Female Warlock plants tend to grow into a huge main cola, along with some nice tops resulting from moderate side branching from bottom to the middle of the plant. The resin content is very good and satisfying, though not able to compete with those abundant amounts of so-called white strains. Some plants showcase funny looking popcorn buds, consisting of unusually evenly rounded calyxes. It is no accident that this look reminds of Original Skunk#1 plants, as the latter, respectively something closely related, are contained within Warlock. In spite of the compact and dense look of its flowers, the Dutch aroma wonder cannot compete with Skunk#1`s extra heavy yield (judging from my test cultivation). But its still more than solid harvest amount will surely not disappoint any grower. The flowering period of 55-60 days is comfortable considering the sativa qualities of Warlock. Already in the vegetative stage, the typical spicy-sweet aroma of Warlock builds up and quickly fills the whole room. You`ll need a good air-filter system when choosing Warlock for your grow room. 

The charismatic smell finds its equivalent in the rich and full taste: spicy, but not acrid, the smoke actually is pleasantly mild, making for a long-lasting, cerebrally and physically activating sativa high, mixed with a slight degree of indica stonedness. 

GBI - Green Born Identity​


----------



## n00604173 (Dec 16, 2008)

jesus. are you a rep for the company or what? anywho, thanks tho, i'll check it out


----------



## REEFS (Dec 17, 2008)

n00604173 said:


> jesus. are you a rep for the company or what? anywho, thanks tho, i'll check it out


I promise I am not a rep. I have grown a lot of strains in my 22 years of growing and for some reason this is my favorite to grow. Maybe its the smell, or the uniqueness of it. Don't get me wrong I would rather have some Haze but in the time it takes and the low yield it just isn't possible for me. I would also rather have some Jack Herer but just simple cant bring myself to drop that much money.


----------



## chopperhater420 (Dec 17, 2009)

im about three weeks in on 4 seeds of warlock, three made it and are 6in tall at this point. when should i set my lites back to start flowering?


----------



## Woomeister (Dec 17, 2009)

Thc Bomb........The strongest, shortest, biggest yielding Indica going....


----------



## cbtwohundread (Dec 17, 2009)

Og kush as always for me.,.,or bubba kush.,.,or louie 13(818 strain) by the way has anyone smoked loiue 13?shit is wonderfuly fruity in taste and smell but when lit has that musky kushy aroma.,.,but ogkush is my top pick.,.,im flowering a clone banana og kush rite now and sum bagseeds.,.,but all in all gud luck finding the strain that fits u


----------



## DontDoDrugs (Dec 17, 2009)

come up to the bay area and buy some afgoo if you want one of the strongest strains. RESIN EVERYWHERE! def one of the most potent strains. 
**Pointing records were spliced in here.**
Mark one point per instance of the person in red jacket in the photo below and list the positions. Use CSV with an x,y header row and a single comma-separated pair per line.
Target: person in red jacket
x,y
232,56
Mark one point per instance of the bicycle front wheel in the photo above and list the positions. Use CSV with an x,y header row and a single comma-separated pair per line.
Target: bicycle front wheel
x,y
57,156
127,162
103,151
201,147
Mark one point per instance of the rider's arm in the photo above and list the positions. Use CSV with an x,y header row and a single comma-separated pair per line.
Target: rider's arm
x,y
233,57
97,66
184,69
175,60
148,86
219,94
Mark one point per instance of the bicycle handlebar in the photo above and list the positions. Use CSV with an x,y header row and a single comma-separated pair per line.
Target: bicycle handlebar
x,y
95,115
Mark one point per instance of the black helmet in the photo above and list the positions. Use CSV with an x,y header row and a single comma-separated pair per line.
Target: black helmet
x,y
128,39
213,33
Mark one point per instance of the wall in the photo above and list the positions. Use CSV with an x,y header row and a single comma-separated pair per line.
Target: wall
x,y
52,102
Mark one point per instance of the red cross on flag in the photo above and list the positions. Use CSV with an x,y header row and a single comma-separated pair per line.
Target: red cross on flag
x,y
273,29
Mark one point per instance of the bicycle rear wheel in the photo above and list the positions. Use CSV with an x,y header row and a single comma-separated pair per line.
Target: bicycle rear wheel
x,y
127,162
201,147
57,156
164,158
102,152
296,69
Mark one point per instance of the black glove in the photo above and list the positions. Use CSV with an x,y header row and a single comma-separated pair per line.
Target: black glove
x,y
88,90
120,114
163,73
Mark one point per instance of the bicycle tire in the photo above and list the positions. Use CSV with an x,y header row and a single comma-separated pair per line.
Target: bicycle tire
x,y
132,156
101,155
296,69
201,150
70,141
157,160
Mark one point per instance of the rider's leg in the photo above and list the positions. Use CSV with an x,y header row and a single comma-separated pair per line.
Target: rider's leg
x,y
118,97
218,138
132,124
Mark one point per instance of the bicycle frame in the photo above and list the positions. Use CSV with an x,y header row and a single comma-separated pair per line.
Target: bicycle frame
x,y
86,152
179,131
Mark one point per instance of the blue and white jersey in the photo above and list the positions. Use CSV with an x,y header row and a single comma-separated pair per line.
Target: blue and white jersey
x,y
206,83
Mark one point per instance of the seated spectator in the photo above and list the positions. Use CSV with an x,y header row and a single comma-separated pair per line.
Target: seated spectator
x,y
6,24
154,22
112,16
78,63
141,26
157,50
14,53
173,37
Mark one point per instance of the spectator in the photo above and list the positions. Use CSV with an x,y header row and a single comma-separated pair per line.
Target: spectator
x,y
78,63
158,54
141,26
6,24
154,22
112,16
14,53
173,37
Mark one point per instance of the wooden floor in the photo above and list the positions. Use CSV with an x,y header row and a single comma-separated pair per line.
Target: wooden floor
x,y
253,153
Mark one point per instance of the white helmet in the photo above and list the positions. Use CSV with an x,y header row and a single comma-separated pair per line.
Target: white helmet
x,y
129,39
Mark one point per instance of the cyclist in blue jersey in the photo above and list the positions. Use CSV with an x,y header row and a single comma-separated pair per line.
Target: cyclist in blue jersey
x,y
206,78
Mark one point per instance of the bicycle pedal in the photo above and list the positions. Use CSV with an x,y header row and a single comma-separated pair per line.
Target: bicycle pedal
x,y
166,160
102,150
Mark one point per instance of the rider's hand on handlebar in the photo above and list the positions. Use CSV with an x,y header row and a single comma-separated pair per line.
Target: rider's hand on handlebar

or maybe purple wreck.. i think reserva privada has it and its very potent strain i had a few weeks ago. very very potent and yummy.


----------



## DontDoDrugs (Dec 17, 2009)

chopperhater420 said:


> im about three weeks in on 4 seeds of warlock, three made it and are 6in tall at this point. when should i set my lites back to start flowering?


have they showed preflowers? i would say at least another week and you can start the 12/12 cycle if you want to start bloom ASAP.


----------



## HeatlessBBQ (Dec 17, 2009)

Rocky mountain indo kush


----------



## Fditty00 (Dec 17, 2009)

I agree with the purple wreck.. They now make it in fem.


----------



## Feroce (Dec 17, 2009)

Herijuana. 

Not for sissies. Seriously.

Don't necessarily taste very good, but damn it's powerful


----------



## medicaluser (Dec 18, 2009)

I ordered from Attitude seeds, very happy look at Dutch Passions "The ultimate" or Skywalker?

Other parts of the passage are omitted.